SAGA Konformität sicherstellen lohnt sich

Für uns als Produktanbieter und Auftragnehmer im Umfeld von eGovernment bietet sich SAGA sehr gut als Richtlinie an, um unsere Entwicklungen und Beratungsleistungen daran auszurichten. Damit stellen wir für unsere Kunden in der öffentlichen Verwaltung die Homogenität ihrer IT-Landschaft auch mit neuen Lösungen sicher. Es werden keine unnötigen Risiken bei der Technologiewahl eingegangen und man profitiert von den Praxiserfahrungen anderer Anwender.
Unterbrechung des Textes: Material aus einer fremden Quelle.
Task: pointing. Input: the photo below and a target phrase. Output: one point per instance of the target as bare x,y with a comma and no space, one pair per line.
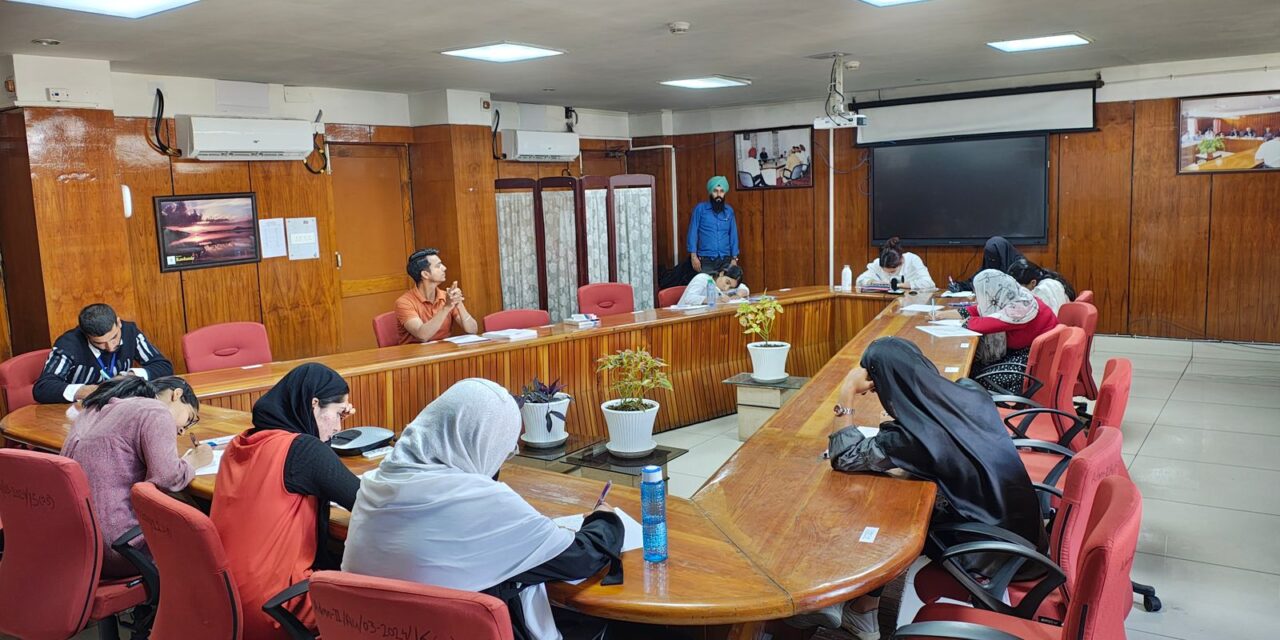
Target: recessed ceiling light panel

Auch wenn die letzte Veröffentlichung von SAGA in der Version 5 aus dem Jahr 2011 stammt, ist die Technologiewahl nach unserer Erfahrung in vielen Fällen immer noch aussagekräftig und valid. Die Verwendung von “cutting edge technology” ist nicht immer zielführend und sollte als Risiko einkalkuliert werden. Lediglich die Entwicklungen im Bereich mobiler Endgeräte in den letzten Jahre werden unserer Meinung nach nicht ausreichend abgebildet.

Einen interessanten, modellgetriebenen Ansatz stellt Open SAGA dar. Die Empfehlungen von SAGA wurden in einem Framework umgesetzt, das mit einem Modell befüllt werden kann, um daraus Web-Anwendungen für das e-Government zu generieren. So wird ein guter Mittelweg zwischen Individual- und Standardsoftware gefunden.